Yields on catastrophe bonds brought to market this year have proved attractive to investors compared with other opportunities.

"As long as spreads remain meaningful to investors-the USAA transaction the spread was very rich and it was oversubscribed-as long as spreads are worthy of jumping in, I don't see the volatility of the past couple days impacting that," said Brian W. Kawamoto, managing director at Aon Worldwide Resources in San Francisco.

Andrew J. Kaiser, a vp at Goldman Sachs & Co. in New York, noted that yield spreads for classes such as emerging market debt have widened recently, however, in part because of the recent volatility, but also because of the perception of an increased risk of defaults, even though it's not yet clear whether that risk actually exists.

A positive implication of the recent market volatility is that it underscores the value of catastrophe-linked securities as an asset uncorrelated with others in an investor's portfolio, Mr. Lane pointed out.

"One of the arguments for an investment manager to buy these assets is that they are not a correlated asset with whatever else is going on in the world," Mr. Lane said.

While recent activities in the Hong Kong stock market might have had an impact on investors' bond holdings as well, "anybody that owned any of the insurance securitization would have seen no negative effect on the value of those investments," Mr. Lane said. "What better illustration could you get?"

But Mr. Kaiser was cautious of overstating the possibility that catastrophe risk's attraction as a portfolio volatility damper would make it even more appealing to investors in the present market climate.

"If emerging market debt spreads double. . .that could impact insurance-linked securities," he said.

And he noted, "In many volatile markets, many instruments that have very little correlation in terms of expected loss do tend to perform in somewhat of a correlated basis."

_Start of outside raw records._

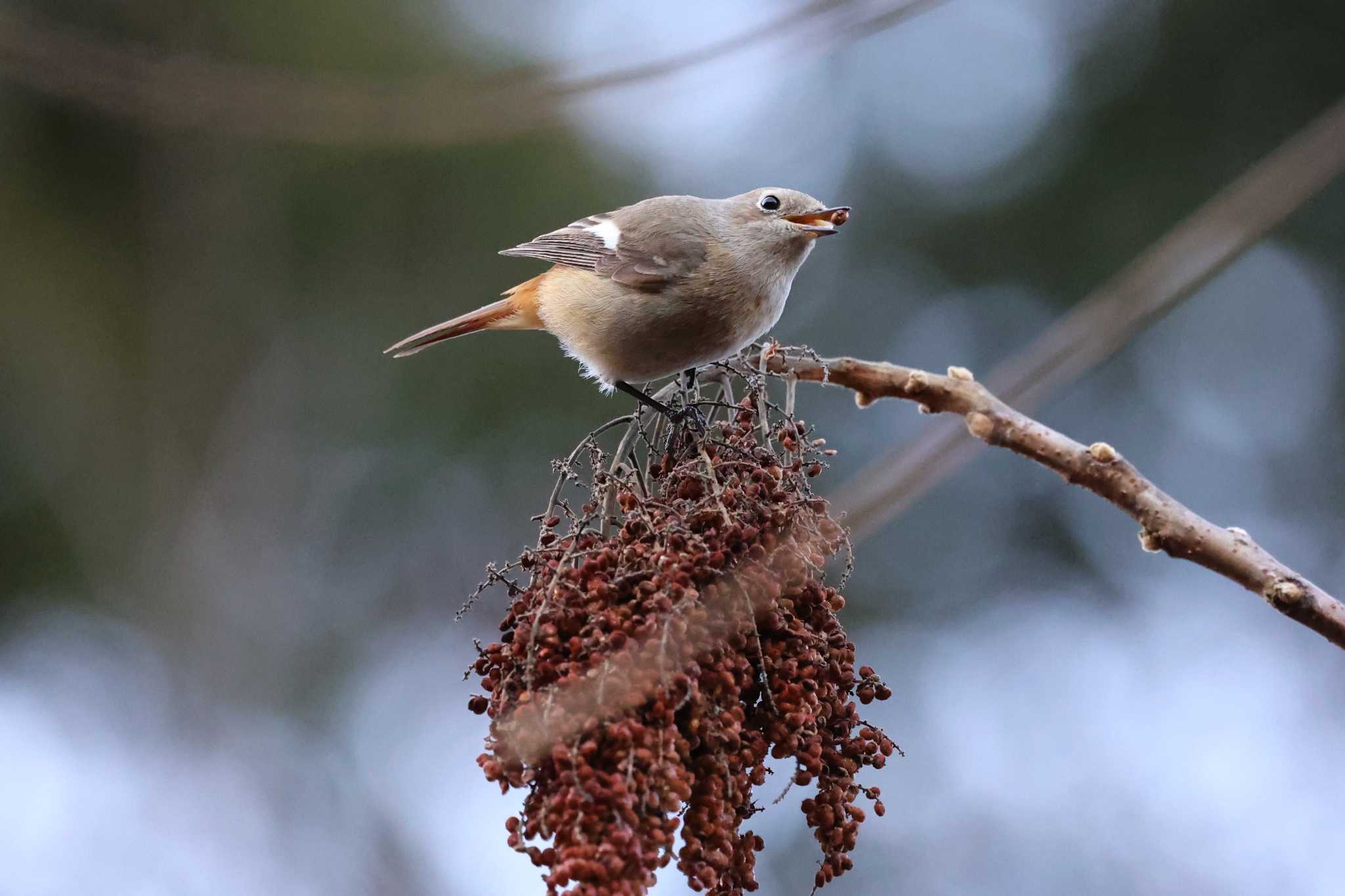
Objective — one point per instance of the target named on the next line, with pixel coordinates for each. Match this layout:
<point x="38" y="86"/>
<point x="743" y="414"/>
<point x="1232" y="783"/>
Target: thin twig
<point x="187" y="91"/>
<point x="1165" y="274"/>
<point x="1166" y="524"/>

While with cat risk "the long-term predictability is relatively constant," Mr. Kaiser said it's not yet clear whether the performance of catastrophe-linked securities will correlate with other asset classes in the current volatile atmosphere, because there isn't a critical mass of natural hazard securities in the market to gauge how they will perform.

"But the point that investors need to understand about insurance-linked securities is that the risk is relatively constant," Mr. Kaiser said.

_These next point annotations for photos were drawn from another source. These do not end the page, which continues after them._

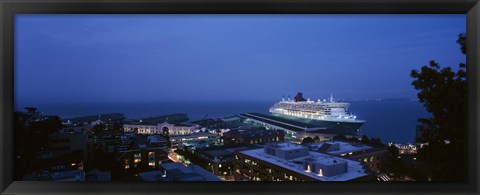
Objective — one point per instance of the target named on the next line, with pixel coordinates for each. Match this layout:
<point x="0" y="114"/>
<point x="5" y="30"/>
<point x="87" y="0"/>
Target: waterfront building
<point x="178" y="172"/>
<point x="220" y="123"/>
<point x="292" y="162"/>
<point x="161" y="128"/>
<point x="252" y="136"/>
<point x="195" y="140"/>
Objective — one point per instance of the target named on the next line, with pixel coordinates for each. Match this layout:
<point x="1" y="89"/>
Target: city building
<point x="161" y="128"/>
<point x="71" y="175"/>
<point x="137" y="153"/>
<point x="178" y="172"/>
<point x="252" y="136"/>
<point x="220" y="123"/>
<point x="292" y="162"/>
<point x="374" y="157"/>
<point x="195" y="140"/>
<point x="48" y="162"/>
<point x="220" y="161"/>
<point x="68" y="143"/>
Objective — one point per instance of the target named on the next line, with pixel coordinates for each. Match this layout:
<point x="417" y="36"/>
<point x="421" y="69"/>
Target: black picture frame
<point x="8" y="9"/>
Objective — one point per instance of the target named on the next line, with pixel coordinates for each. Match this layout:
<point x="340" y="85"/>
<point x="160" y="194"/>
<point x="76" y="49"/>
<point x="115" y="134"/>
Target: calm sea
<point x="391" y="121"/>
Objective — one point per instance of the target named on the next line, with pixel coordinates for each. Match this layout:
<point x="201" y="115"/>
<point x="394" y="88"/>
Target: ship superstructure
<point x="327" y="113"/>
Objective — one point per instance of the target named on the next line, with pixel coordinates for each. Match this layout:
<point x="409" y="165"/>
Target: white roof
<point x="354" y="169"/>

One other possible implication Mr. Kawamoto sees regards the integrated risk approaches some insurers are promoting, which embed such risks as currency risk in a larger insurance contract covering more traditional insured risks.

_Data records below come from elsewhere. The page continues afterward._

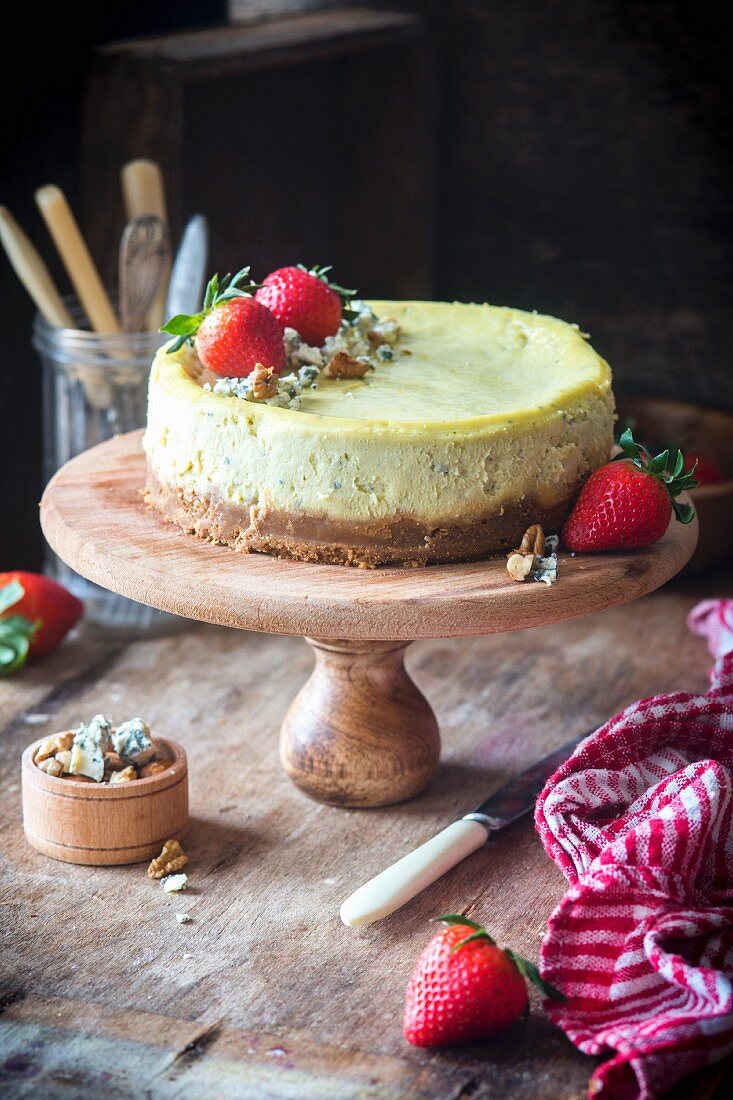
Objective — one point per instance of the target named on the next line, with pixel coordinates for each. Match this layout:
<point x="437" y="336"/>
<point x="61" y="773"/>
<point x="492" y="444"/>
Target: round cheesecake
<point x="482" y="421"/>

The recent market events and the pounding some Asian currencies are taking "would certainly give underwriters pause as to how they price that (currency) risk," Mr. Kawamoto said.

"The other thing is what about the volatility's relation to risk in general?" Mr. Kawamoto asked.

Many companies have been looking for ways to lay off emerging market credit exposures, he noted, and the recent volatility in the Asian markets and the collapse of some Asian currencies might make it necessary to revisit some of those efforts.

"I think big blue-chip companies in the good times are looking at a number of things that may enable them to soften the blow of an adverse event," Mr. Kawamoto said.